Despite the name, the flagship Sky Q Silver comes in silver and black variants. Boasting a 2TB hard drive, enough for 350 hours of High Definition TV, it measures 330 x 210 x 43mm and weighs 1.7kg. Also on board is wi-fi connectivity and a new interface hub called My Q.
This brand new interface has kept the same blue colours as the previous one but has loads more graphics, including movie cover art.
Like its rival TiVo from Virgin Media, Sky Q Silver provides suggestions on new shows to watch, based on your viewing history, among other features.
Other features include the ability to stream TV on two tablets, take recordings with you through Sky’s app, as well as record up to four shows simultaneously while watching a fifth live.

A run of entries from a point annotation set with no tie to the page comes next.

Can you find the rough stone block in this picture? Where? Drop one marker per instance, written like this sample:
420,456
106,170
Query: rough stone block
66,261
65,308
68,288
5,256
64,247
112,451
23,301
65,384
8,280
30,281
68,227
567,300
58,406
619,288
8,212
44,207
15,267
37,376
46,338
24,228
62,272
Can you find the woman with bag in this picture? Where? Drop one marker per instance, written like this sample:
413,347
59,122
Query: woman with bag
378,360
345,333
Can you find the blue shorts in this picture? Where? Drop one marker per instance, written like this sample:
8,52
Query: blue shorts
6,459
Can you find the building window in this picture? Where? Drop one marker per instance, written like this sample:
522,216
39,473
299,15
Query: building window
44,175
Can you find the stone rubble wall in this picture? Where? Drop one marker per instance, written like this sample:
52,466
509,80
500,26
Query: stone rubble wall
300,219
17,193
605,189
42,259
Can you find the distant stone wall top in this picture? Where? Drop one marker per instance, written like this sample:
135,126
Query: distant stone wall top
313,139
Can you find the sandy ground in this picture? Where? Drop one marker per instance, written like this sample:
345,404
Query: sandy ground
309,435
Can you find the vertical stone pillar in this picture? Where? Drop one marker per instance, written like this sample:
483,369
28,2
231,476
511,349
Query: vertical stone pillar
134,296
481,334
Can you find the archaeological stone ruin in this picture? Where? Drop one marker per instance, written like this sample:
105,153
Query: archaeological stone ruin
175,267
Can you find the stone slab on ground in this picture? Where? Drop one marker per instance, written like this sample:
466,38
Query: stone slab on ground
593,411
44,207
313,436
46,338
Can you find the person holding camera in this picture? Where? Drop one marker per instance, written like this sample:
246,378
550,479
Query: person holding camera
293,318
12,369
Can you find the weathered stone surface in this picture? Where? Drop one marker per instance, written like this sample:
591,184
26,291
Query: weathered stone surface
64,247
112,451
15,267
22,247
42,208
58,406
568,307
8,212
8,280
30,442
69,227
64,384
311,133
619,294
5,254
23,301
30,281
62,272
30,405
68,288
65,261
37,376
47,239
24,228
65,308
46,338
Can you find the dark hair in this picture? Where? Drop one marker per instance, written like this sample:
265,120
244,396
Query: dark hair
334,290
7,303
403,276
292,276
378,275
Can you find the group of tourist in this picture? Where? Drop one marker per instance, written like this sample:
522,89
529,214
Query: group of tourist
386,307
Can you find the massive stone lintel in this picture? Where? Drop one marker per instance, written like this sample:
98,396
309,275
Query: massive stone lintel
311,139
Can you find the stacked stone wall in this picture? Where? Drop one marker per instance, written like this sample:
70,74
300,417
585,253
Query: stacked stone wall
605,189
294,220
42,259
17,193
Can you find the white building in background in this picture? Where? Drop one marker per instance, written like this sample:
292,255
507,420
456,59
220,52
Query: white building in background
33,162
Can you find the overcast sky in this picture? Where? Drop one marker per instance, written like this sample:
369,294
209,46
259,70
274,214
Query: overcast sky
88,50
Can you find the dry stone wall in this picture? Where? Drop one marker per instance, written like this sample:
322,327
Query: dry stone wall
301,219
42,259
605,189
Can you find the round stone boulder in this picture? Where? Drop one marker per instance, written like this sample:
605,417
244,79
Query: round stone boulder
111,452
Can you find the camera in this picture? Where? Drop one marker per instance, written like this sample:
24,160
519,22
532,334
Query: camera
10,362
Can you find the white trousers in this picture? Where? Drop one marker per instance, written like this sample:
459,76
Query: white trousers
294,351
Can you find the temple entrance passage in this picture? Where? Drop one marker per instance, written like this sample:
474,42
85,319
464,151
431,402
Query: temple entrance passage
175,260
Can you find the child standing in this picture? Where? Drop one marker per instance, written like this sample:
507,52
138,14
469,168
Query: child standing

The entry level Sky Q features half the storage (1TB) of its big brother, and allows you to record three live shows while simultaneously watching live TV on up to four screens around your home. It’s physically smaller than the Q Silver and tips the scales at 1.47kg
Says Ewan Taylor-Gibson, TV expert at uSwitch.com:
“Sky Q is clearly targeting households prepared to pay premium prices for TV. With an installation cost just shy of £100 it could put off those who have benefited from a highly competitive TV market – and some cut-price packages – in recent months.
“The cheapest £42 per month deal doesn’t include the most interesting feature, called ‘multi-room’, where families can all watch different content, on different devices, in different rooms.
“But being able to download and watch a much wider range of content on the go, even on the most basic Sky Q package, will be a sure fire hit with commuters, and families who fight over the remote.”
Adds Ewan Taylor-Gibson:
“Given the average UK household only spends £24 a month on their TV, Sky is clearly limiting itself to the top end of the market. But for those who are already invested in their Sky TV package, upgrading to Sky Q could only cost a few extra pounds per month – which makes it an appealing offer.”
However, it’s a tactic that’s positioning Sky further away from cheap, pay-monthly streaming services like Netflix and Amazon Prime, reckons uSwitch.com and this could be a risky move.
“That said, it is catering to demand for flexible viewing and Sky Q has delivered in creating a wireless TV ecosystem for its users.”